Michael Jeffries, Abercrombie Fitch Co. CEO, exacted a dress code for the flight attendant-slash-models that went with him on his Gulfstream jet.
According to NBC News, Jeffries, who turned Abercrombie into a hot teen brand by sexing up the image of the the all-American jock, had 40-plus pages of rules that he expected his flight attendants to follow, according to court documents filed in August in the Eastern District U.S. Court in Philadelphia. The documents were by 55-year-old private jet pilot Michael Stephen Bustin, who filed suit in 2010 saying that he was only fired because of his age.
According to the manual, there was a precise uniform to be worn. This consisted of jeans worn “at the hip,” polo shirts and flip-flops. Sweatshirts could be worn, but only if the staff all coordinated their wardrobes.
If the temperature fell below 50 degrees, then a winter coat was required. The collar had to be turned up and the bottom button had to be left unbuttoned. Hats were required to be worn when the temperature dropped below 40 degrees, with the brim folded two inches.
No matter what type of weather, flip-flops were required to be worn while flying and greeting passengers. Also required for male attendants: boxer briefs and Abercrombie cologne “spritzed” over their uniforms.

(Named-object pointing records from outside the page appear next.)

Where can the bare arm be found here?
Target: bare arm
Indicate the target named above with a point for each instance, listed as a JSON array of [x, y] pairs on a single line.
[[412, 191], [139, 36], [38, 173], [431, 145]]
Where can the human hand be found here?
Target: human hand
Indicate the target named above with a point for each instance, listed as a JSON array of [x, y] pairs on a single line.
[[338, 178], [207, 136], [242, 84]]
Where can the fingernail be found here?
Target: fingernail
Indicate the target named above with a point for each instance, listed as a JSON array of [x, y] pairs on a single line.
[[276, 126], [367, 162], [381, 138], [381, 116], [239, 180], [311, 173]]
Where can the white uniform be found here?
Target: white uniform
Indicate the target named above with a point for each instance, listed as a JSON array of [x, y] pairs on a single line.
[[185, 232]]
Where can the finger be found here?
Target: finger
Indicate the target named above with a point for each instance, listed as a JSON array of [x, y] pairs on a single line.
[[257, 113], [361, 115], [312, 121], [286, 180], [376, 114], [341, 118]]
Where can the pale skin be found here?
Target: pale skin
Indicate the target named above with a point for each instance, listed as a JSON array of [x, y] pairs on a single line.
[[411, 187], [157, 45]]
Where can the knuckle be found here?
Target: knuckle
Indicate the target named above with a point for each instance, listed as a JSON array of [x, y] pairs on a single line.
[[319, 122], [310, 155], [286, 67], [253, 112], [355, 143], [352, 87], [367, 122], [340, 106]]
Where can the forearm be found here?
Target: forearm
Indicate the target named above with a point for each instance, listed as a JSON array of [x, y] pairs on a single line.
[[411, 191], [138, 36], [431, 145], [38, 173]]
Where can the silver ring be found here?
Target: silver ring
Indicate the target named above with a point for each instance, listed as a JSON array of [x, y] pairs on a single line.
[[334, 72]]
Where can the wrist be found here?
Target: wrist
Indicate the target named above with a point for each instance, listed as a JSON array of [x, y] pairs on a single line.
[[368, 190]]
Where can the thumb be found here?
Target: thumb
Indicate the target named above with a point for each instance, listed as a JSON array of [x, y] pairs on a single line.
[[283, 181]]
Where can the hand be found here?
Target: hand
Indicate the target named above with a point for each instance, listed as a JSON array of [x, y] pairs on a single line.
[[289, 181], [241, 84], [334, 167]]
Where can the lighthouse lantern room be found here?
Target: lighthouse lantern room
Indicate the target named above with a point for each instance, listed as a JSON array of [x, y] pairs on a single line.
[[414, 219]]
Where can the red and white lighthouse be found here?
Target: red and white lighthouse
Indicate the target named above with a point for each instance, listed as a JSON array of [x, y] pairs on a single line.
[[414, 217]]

The court filings detail other specific demands by the CEO including Jeffries’ three dogs had to have specific in-flight seat assignments and requests had to be had to be answered with the phrase, “No problem.”
Before the recession, Abercrombie Fitch was known for its high numbers, but the popular teen retailer has hit turbulence as competitors such as American Eagle started offering lower prices.
“The second quarter results we are reporting today are disappointing and below our expectations coming into the quarter,” Jeffries told investors on Abercrombie’s third-quarter earnings call in August, when the company reported that same-store sales fell 10 percent year-over-year.